Why might my job run out of memory?

The EML is set up to allow multiple jobs (from one or more users) to run at the same time on each of the nodes in the EML cluster and on the standalone Linux servers. In addition we don't require that users specify how much memory their job will need, in part because users often don't know this (or don't know in advance of running the job). This sharing of machines without limiting memory usage by jobs allows more jobs to run, but it can mean that if multiple jobs that use a lot of memory end up on the same machine, a job can fail because it runs out of memory. This can occur even for jobs that don't use a lot of memory, because of the memory use by other jobs on the same machine.

How can I get my large-memory job to run?

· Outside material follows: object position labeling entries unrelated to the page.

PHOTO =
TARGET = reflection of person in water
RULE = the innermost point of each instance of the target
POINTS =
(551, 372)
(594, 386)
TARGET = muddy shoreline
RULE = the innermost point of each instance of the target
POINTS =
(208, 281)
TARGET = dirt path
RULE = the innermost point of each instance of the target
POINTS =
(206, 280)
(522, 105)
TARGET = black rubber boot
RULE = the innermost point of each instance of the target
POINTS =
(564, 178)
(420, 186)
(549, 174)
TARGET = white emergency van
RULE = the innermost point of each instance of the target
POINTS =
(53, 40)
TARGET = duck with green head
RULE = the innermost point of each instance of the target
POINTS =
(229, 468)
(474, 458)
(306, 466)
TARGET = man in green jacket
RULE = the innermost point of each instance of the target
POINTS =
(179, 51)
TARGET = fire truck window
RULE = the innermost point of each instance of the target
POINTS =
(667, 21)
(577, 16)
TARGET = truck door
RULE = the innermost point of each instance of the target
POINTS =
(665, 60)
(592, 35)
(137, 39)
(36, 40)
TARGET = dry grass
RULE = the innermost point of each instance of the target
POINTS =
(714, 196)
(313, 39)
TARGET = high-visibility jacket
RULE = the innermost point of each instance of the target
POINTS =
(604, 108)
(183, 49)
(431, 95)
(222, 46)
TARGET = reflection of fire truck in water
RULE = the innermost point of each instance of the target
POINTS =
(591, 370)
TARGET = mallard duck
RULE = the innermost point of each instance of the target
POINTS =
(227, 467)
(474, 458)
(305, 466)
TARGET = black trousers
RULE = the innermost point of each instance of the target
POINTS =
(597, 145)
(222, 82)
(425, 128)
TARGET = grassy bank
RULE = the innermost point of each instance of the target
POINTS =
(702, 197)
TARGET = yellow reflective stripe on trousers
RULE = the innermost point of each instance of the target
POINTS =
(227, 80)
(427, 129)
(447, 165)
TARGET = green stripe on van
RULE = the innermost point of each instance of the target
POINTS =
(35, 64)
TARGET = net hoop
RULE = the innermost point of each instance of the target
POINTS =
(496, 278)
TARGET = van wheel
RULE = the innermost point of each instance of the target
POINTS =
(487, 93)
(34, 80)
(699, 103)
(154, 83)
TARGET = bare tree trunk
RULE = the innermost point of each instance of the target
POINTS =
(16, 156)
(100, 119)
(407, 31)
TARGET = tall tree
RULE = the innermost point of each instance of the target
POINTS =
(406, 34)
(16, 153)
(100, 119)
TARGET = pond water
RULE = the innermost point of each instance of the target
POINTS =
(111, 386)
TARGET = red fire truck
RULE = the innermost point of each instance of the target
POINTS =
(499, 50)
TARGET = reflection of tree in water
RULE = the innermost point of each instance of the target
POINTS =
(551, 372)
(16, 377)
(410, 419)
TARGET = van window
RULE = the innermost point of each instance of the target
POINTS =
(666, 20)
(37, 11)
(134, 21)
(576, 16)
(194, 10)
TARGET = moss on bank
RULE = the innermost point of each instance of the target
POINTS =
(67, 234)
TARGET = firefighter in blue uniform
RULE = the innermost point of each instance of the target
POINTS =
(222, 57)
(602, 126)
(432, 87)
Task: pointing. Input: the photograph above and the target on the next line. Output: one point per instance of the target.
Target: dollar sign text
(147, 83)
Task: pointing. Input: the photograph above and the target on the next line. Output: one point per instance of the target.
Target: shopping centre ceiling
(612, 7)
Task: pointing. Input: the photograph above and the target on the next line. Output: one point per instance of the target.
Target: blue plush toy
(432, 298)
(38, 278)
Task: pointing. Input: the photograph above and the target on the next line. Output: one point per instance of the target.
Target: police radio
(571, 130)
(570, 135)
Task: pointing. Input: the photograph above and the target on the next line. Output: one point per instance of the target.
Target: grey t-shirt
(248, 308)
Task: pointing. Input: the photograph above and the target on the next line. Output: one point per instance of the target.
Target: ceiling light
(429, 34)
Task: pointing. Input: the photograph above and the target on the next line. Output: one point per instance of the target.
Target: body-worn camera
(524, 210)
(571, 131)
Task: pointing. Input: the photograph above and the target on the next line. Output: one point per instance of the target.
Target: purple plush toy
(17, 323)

Users whose jobs die because memory is not available have a few options. First they can wait until the large-memory jobs on a machine end or they can start their job again on a different machine (see here for a list of standalone servers with their memory and here for the memory available on the cluster nodes. (Note that to avoid a particular problematic node in the cluster, you can exclude it from the nodes that your job is allowed to run on using the -x flag. For example "-x eml-sm20" to avoid the eml-sm20 node.) Second, particularly for larger memory jobs, you can request access to an entire node when submitting a cluster job by adding the flag "--exclusive" to your sbatch or srun invocation. This will prevent any other jobs from running on that node and ensure your job has access to all the memory on the node.